The nun looked over her shoulder. Wimple askew, her round face nearly as red and wet with perspiration as her patient’s, she leaned over Angela, holding her hand. “Come get her other hand. This baby has been too long in the birth canal. We have to make him come, or she’s going to—”

“Yes of course.” Geneviève darted to the other side of the bed. “Angela, take my hand. I’ll help you.”
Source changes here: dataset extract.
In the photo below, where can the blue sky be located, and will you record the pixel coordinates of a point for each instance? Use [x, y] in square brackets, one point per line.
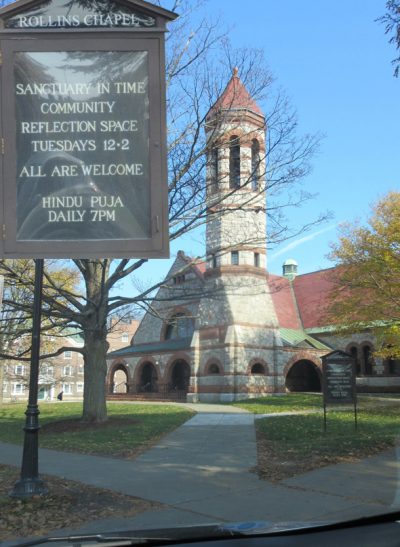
[334, 62]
But her friend had slumped against the stained bolster behind her back. Tipping her head back, she let out a sobbing moan that seemed to come from her toes. “I can’t. I’m too tired.”

“You have to. You want this baby, don’t you?”

“Of course I do. But he’s—just like Xavier. Stubborn.” A weak giggle told Geneviève that the fight was not yet over.

She gripped Angela’s hand hard and exchanged glances with Sister Gris. “Then you’ve got to push again. Wait till the pain comes again, then—”

“Pain? Why, this is—” She lurched off the backboard and shrieked, “—nothing!”

Geneviève felt the bones of her hand crunch together, and the next few minutes seemed to last for days as Angela pushed and panted and screamed and pushed again, until at last a little dark-crowned head appeared. She and Sister Gris assisted as best they could, though Geneviève felt that it was little enough. The pain of birth—God had said it must be so. The Bible predicted that a woman’s desire would be for her husband, and the product of their union must result in agony as well as ecstasy.

She had seen and experienced that paradoxical truth this very day.

Our God, we are only women. Help us trust you to keep us in what you give us to bear.